金正恩政権は2019年頃から、非社会主義行為との闘争の一環として、農村における高利貸しの取り締まりを強力に行ってた。取材協力者たちから度々報告が寄せられたが、代表的な事例を整理して紹介したい。

(1)2020年12月、当局が咸鏡北道の農村に取り締まり班を派遣し、高利貸し行為を行った農場の幹部を処罰し、高利貸しで得た食糧と現金をすべて没収するなど、強い統制を行った。

同時に金政権は、食糧や金を借りた者に対し、高利貸し行為を申告すれば返済しなくてよいと発表した。実際に返済を免除された農民が相当数いたという。しかし、この措置は後に別の問題を引き起こした。
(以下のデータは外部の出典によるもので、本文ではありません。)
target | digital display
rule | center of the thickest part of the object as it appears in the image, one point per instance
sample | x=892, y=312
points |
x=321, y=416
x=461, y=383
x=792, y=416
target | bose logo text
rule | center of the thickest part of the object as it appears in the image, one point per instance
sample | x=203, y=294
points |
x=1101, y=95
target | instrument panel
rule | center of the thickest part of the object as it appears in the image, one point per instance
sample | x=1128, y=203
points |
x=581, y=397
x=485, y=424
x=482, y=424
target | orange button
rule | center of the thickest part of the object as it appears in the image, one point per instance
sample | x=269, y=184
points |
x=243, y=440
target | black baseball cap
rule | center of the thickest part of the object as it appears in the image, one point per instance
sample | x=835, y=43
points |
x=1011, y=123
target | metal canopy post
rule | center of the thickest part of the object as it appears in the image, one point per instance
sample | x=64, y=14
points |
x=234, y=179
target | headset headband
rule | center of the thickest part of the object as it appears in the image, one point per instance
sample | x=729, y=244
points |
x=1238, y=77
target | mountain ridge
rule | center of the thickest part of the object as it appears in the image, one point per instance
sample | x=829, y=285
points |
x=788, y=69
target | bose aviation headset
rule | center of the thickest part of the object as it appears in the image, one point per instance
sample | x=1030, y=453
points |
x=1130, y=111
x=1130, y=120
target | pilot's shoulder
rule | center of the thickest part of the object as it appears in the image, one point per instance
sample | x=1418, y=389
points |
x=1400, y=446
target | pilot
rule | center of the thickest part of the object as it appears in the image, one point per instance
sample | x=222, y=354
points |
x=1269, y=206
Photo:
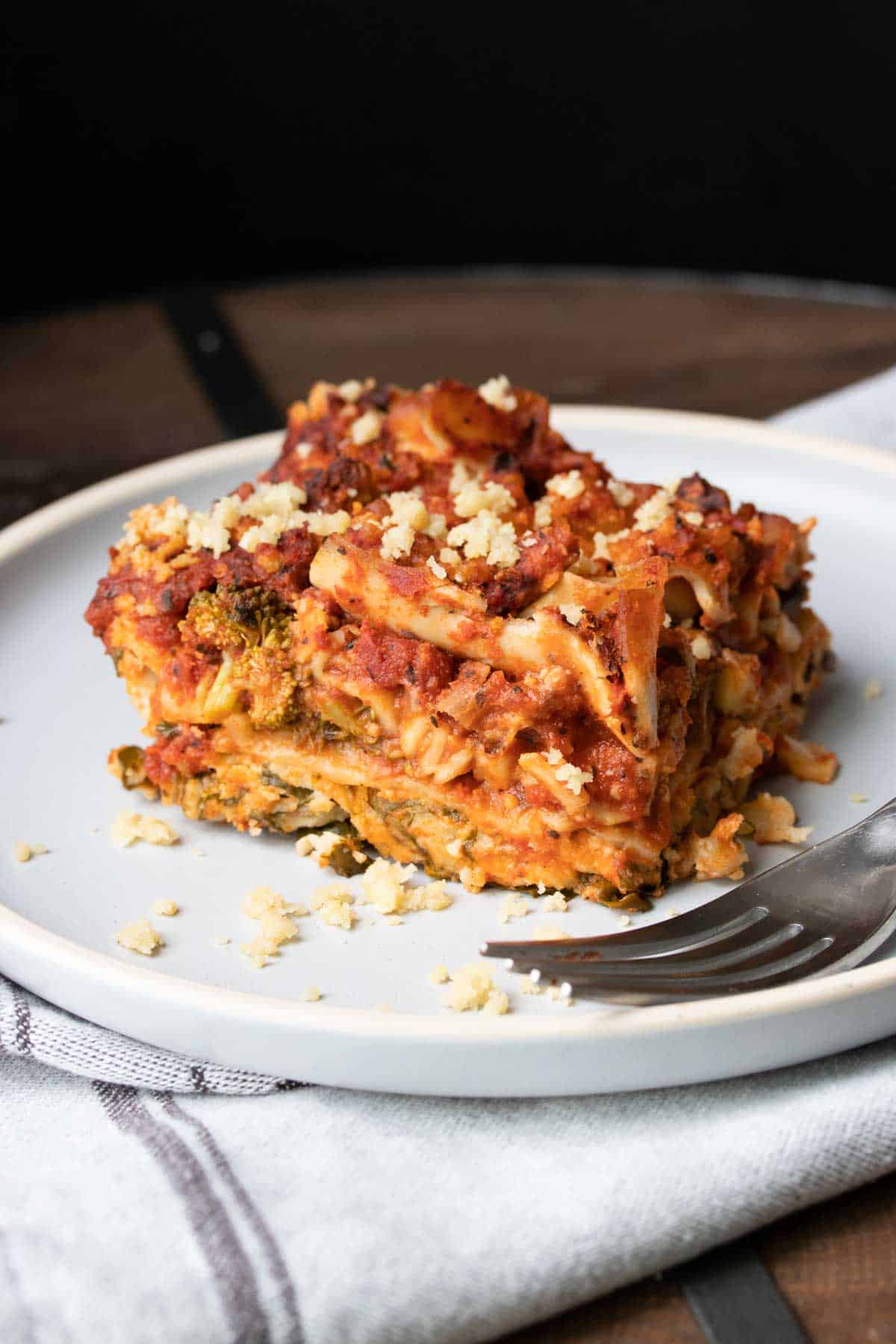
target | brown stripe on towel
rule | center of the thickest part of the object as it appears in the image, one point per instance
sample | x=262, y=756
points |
x=276, y=1263
x=215, y=1234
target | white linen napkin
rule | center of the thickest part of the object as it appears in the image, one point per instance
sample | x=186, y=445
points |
x=148, y=1198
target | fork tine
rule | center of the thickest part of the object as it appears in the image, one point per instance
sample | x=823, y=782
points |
x=699, y=927
x=806, y=961
x=748, y=951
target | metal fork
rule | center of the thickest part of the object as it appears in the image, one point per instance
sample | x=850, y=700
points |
x=824, y=910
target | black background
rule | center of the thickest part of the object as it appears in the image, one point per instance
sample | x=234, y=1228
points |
x=183, y=146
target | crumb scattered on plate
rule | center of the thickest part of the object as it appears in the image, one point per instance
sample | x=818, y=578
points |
x=556, y=996
x=276, y=927
x=514, y=907
x=140, y=937
x=334, y=903
x=131, y=827
x=22, y=851
x=474, y=991
x=386, y=886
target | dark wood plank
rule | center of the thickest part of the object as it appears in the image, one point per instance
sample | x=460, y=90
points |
x=89, y=394
x=836, y=1263
x=575, y=337
x=652, y=1312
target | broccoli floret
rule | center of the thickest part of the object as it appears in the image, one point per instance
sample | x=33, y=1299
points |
x=233, y=618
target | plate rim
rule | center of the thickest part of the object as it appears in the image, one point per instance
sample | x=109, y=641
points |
x=806, y=995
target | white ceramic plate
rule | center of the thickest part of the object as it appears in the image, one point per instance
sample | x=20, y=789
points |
x=62, y=710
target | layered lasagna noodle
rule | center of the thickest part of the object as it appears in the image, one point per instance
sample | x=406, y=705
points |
x=437, y=628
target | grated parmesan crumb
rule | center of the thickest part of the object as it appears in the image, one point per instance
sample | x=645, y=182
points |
x=131, y=827
x=556, y=996
x=655, y=511
x=334, y=903
x=573, y=777
x=474, y=991
x=702, y=647
x=22, y=851
x=622, y=494
x=140, y=937
x=541, y=515
x=568, y=485
x=774, y=818
x=396, y=542
x=319, y=846
x=366, y=428
x=273, y=914
x=408, y=508
x=476, y=497
x=497, y=393
x=514, y=907
x=487, y=537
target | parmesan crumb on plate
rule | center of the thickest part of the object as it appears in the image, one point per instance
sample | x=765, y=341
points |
x=514, y=907
x=386, y=886
x=276, y=927
x=22, y=851
x=131, y=827
x=774, y=818
x=140, y=937
x=474, y=991
x=334, y=905
x=497, y=393
x=556, y=996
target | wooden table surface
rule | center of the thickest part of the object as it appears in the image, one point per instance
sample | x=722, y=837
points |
x=89, y=394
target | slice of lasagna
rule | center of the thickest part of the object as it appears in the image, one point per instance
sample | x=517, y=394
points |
x=437, y=628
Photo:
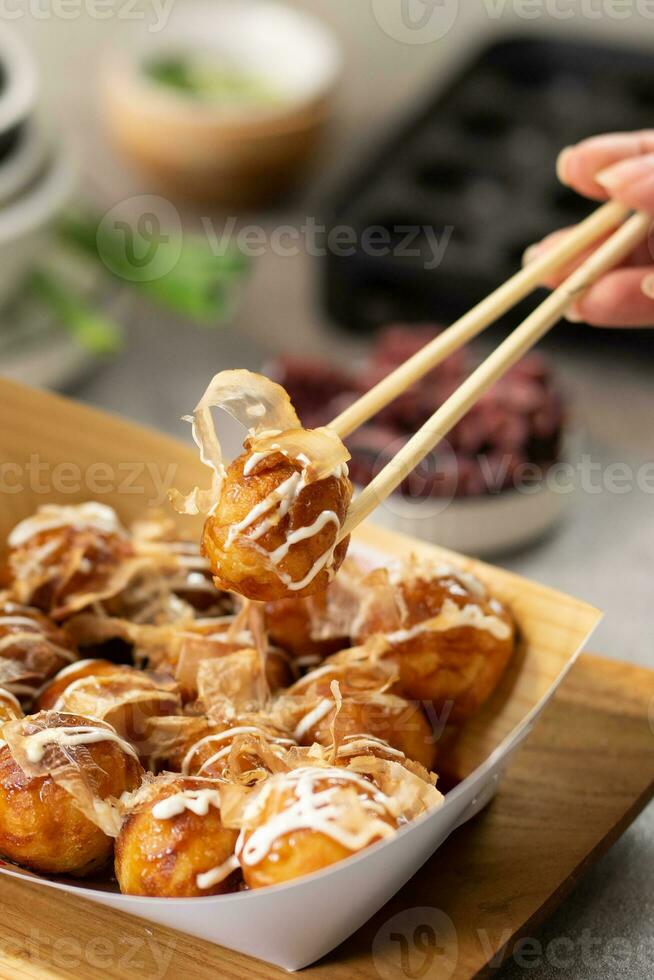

困窮農民に食糧や金を貸す人がほとんどいなくなり、「ポリコゲ」を凌げなくなったケースが続出したというのである。

(2)2021年4月、両江道(リャンガンド)から次のような報告があった。

「資本主義の残滓を掃討するとして、高利貸しをする者を地主や富農のような搾取者として扱い、健全な社会主義の生活様式を食い物にする行為であるから闘争せよと強調している」

国が困窮に十分に手を差し伸べることもせず、法外とはいえ、信用で食糧や金を借りて生き抜く方法さえ遮断してしまったので、困難な人はさらに困難になったというのが協力者の説明だった。

◆国による高利貸しは制度化するか?

この国による「高利貸し」が、制度として各地で実施されているのかについては、6月初旬時点で確認できなかった。もし制度化される場合、金正恩政権にとって得るものは少なくないように思われる。

第一に、個人による不法高利貸しの活動を抑制し、政権が警戒する「非社会主義現象」を減らすことができる。第二に、「絶糧世帯」を一程度救済し、餓死者が発生するような事態を防ぐことができる。第三に、国に利子収入をもたらす可能性がある。

制度化するために肝心なのは、国が十分に食糧を確保できているかどうかだ。また、事実上、国家が人民から高い利子を取る政策が、社会主義原則からの後退と映る懸念もある。今後の動向が注目される。

※アジアプレスは中国の携帯電話を北朝鮮に搬入して連絡を取っている。